Это всё, что знал продотрядчик. И ещё он знал, что странницу звали Лиза. Теперь ты понимаешь, почему Семёну было удобнее посчитать её погибшей безвестно? Чем страшнее её судьба, тем больше на нём вины. Чем страшнее смерть, тем больше спросу с тех, кто позволил этому случиться, кто вернулся слишком поздно и таким диким образом, что никто в городе не посмел поставить им в вину то, что ставлю я!..

Семён объявился следующим летом… Вернулся сам и вернул домой моего отца. Семён привёз его в ящике из-под английской динамо-машины (так перевёл надпись на дощатой стенке Сергей Хайми), – отец лежал там, пересыпанный солью, босой, с двумя Георгиями на дырявой груди. Щека его была прострелена, и кожа расползлась на скуле. Он вонял, как воняет протухшая от недосола рыба. Когда его вытаскивали из ящика, на траву сыпались жуки с чёрно-оранжевыми спинками…


Николай ВТОРУШИН

Пауза. Тяжёлая, как вдох без выдоха. Она подступает к горлу, и хочется выдохнуть. Хочется выдохнуть.

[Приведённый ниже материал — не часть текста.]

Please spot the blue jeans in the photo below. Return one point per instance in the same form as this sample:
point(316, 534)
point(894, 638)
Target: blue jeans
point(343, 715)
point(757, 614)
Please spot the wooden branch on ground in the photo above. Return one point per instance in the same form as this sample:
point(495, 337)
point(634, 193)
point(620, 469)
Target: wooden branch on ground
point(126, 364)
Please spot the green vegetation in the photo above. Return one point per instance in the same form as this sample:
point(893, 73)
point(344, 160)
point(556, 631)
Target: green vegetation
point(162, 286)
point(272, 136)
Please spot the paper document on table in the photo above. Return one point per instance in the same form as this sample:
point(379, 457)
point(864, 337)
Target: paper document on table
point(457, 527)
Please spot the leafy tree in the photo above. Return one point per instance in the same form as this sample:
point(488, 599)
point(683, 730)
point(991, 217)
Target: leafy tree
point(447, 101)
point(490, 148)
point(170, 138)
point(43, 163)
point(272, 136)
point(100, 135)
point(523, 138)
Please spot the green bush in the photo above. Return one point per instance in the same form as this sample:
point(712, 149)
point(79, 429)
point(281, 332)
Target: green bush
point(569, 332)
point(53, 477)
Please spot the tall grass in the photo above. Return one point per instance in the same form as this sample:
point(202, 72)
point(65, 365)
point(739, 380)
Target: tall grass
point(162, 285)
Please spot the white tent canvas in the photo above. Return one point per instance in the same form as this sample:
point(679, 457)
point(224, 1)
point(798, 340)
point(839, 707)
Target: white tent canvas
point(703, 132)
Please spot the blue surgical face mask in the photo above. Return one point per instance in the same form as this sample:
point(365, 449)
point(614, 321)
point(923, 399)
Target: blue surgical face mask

– Вы сказали, что они вернулись?


Анна ЗОТОВА

– Что? Ну да, вернулись.


Николай ВТОРУШИН

– Значит, война для Семёна тоже закончилась.


Анна ЗОТОВА

– Как бы не так! Он закопал Михаила и сразу поехал в Запрудино – одну деревеньку под Мельной. Там он с винтовкой гонялся огородами за каким-то парнем и, говорят, пристрелил бы, если б тот не изловчился сигануть к лесу. Зачем ему сдался этот парень?!. После, не заглянув домой, Семён умчался обратно в свою дивизию и нарубился с поляками вдосталь.

7

Михаил ЗОТОВ

– Первая смена, завтракать, ёштвоюдвадцать!..

Медсестра смеётся. Пробуждение – как возвращение из обморока. Веки ещё тяжелы, они мешают глазам смотреть на радость молодого тела, на вздутый шарами санитарный халатик, стягивающий весёлую сестричку. Душа не слышит призывных токов девы, распутные помыслы придушены транквилизатором – самым верным холуем нравственности.

Когда в палате тишина, можно расслышать шелест. Это звучит за окном – за решёткой, за мутным стеклом – сырой серый мир. Хорошо, что сейчас осень, хорошо, что стекло грязное, в муаровых дождевых подтёках, хорошо, что мир ветшает, что он уже очень глухой и хворый, как гниющий колодец, – тщедушие природы уравновешивает тоску сердца.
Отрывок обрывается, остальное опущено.